Hello, I was giving a test at renv today.
I might be expecting something wrong with the package.
My use case would be the following:
I create my own project, say tracked by git, I install renv, I do renv::init().
I start working I load some packages, I stop working I do renv::snapshot()
I commit and push
Then my colleague clone the git repo I have created.
when he starts R in this repo I would expect
renv to be automatically installed*
renv::activate() to be called
all other packages to be installed*
I added * because I am not sure about something:
is the source of each package used stored within the project or even the library itself ? or is it merely information about the packages used that is stored so that the packages can be re-installed (remotely) ?
can I ship the compiled packages themselves so people would not have to re-install them ?

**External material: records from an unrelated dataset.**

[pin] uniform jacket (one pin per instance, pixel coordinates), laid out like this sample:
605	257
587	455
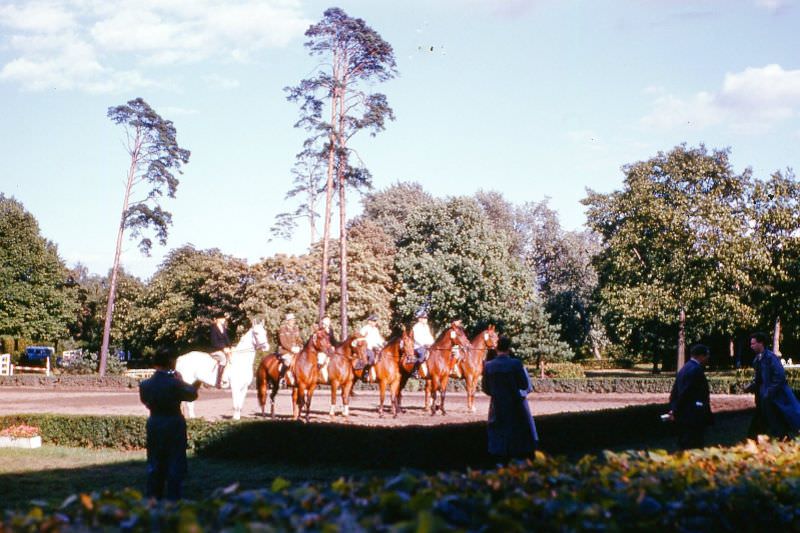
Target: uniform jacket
690	397
288	338
772	389
422	335
512	431
219	339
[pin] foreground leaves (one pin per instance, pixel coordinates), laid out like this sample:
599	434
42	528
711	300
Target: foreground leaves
751	487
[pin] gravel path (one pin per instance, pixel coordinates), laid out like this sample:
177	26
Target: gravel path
215	405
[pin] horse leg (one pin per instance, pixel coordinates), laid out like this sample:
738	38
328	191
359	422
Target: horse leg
381	396
189	409
346	387
309	394
296	399
273	392
333	398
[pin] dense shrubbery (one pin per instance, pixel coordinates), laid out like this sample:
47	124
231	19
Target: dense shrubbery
561	371
605	364
751	487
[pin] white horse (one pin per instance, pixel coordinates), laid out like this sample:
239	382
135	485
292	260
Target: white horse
201	366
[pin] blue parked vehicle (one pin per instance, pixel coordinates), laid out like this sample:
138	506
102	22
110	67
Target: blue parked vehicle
38	353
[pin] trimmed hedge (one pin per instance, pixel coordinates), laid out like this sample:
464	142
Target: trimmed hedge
445	446
752	487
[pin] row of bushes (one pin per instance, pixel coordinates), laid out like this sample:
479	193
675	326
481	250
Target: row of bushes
449	445
751	487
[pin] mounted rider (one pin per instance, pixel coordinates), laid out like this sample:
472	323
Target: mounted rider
423	337
289	345
375	342
220	345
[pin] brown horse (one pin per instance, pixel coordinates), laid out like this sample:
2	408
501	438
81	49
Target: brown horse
441	362
268	376
471	365
340	373
395	364
306	371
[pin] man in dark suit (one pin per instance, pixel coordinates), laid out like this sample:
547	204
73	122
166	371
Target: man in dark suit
777	408
220	345
511	431
162	394
689	400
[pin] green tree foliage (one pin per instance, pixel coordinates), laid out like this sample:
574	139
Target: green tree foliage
774	209
155	157
389	208
452	262
675	237
354	58
189	287
92	295
284	284
36	298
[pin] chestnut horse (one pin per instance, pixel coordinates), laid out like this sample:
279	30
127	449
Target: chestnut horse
471	365
305	368
441	362
394	366
268	376
340	370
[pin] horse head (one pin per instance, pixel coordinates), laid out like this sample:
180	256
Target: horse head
491	338
458	337
407	345
260	342
358	347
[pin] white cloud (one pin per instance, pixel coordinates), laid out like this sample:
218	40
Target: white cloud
773	6
115	46
753	100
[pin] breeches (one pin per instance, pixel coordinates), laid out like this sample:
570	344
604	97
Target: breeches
166	456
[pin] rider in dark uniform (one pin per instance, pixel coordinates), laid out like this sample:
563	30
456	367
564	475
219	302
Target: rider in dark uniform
166	427
220	344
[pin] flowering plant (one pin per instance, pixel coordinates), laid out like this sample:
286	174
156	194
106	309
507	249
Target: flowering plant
20	431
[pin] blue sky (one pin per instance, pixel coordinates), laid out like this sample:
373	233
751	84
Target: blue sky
533	98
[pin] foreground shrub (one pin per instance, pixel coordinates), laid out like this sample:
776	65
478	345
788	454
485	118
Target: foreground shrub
752	487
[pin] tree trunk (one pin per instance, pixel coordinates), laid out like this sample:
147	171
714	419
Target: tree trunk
326	228
776	336
681	339
112	289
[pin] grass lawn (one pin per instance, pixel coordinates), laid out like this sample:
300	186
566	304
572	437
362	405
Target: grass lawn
52	473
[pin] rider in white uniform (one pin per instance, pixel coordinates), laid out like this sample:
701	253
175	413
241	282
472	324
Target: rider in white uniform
423	338
373	337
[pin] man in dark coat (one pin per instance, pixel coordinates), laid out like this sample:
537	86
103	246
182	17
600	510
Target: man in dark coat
777	408
162	394
511	430
690	400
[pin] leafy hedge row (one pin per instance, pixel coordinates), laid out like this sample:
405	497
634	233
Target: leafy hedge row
752	487
445	446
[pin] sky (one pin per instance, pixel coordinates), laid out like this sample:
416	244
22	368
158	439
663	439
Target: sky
535	99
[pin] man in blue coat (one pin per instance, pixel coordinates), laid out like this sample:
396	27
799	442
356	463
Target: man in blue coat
776	403
162	394
512	431
689	401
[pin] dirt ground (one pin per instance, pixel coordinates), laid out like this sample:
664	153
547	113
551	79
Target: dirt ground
216	405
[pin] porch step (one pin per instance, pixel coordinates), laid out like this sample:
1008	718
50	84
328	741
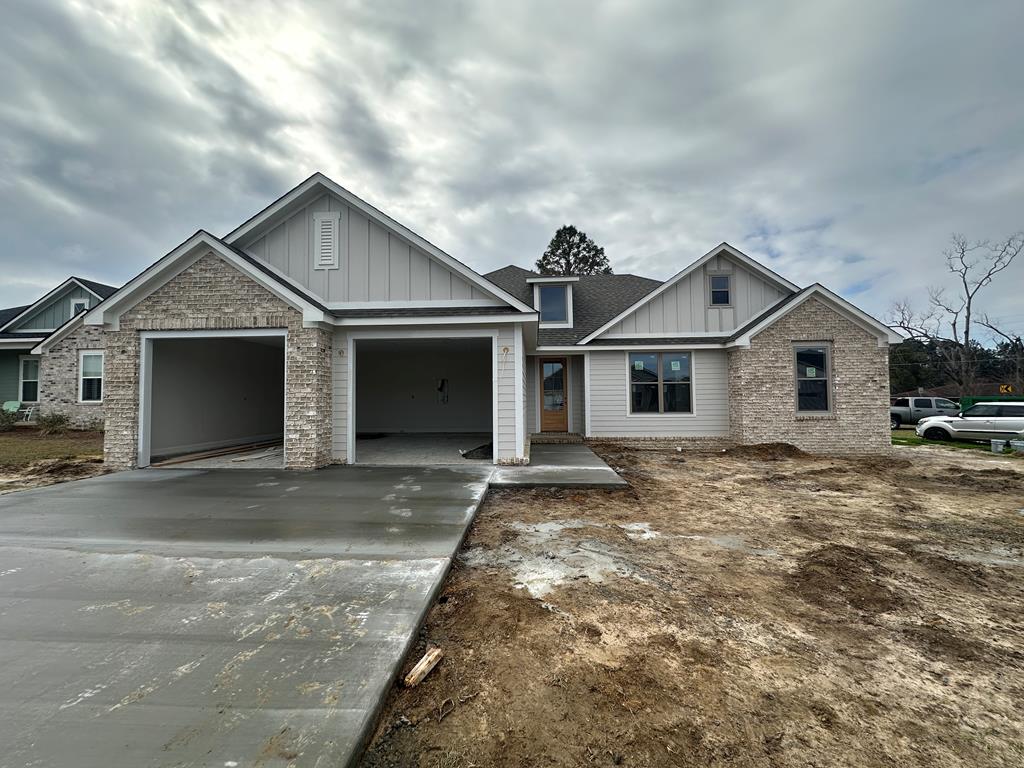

Finally I tried it and my coolegue got the following issue:
Failed to find installation of renv -- attempting to bootstrap...
The article Collaborating with renv describes the workflow that you and your colleague should follow.
In short, your colleague should
Install renv
Run renv::init() (or renv::restore() )
The information about the packages you use is contained in the renv.lock file. This does not contain the source code or the binary versions of these packages, but merely the information needed to restore these packages.
You should find in it the information about the repos used and where package are from. Those informations will be reuse in your colleague environment to restore the package from the same location. Looking at this file may give you some clues...
Yes, renv will attempt to bootstrap itself when an R session is launched for that project.
This is indeed the case.
In my humble opinion, this would be too heavy-handed. We do not want to automatically install all of the packages recorded within renv.lock without some explicit user gesture. Users can invoke renv::restore() to restore their project library based on what's defined in the lockfile.
Package sources are stored within the lockfile. That is, given the renv.lock lockfile, renv will be able to download and install packages from their declared sources.
You could, but I wouldn't recommend this unless you were sure you and your collaborators were working in identical environments. (This would likely work on Windows, but would likely break on different versions on macOS / Linux)
Sorry, it's likely your colleague attempted to clone and use your project when I had failed to tag the most recent commit of renv on GitHub. It should be fixed now.
You're running R in a state where renv itself is not actually installed or available within the project library. For that reason, renv has to fall back to a minimal downloader that knows just enough to be able to download renv either from CRAN (if available), or GitHub otherwise.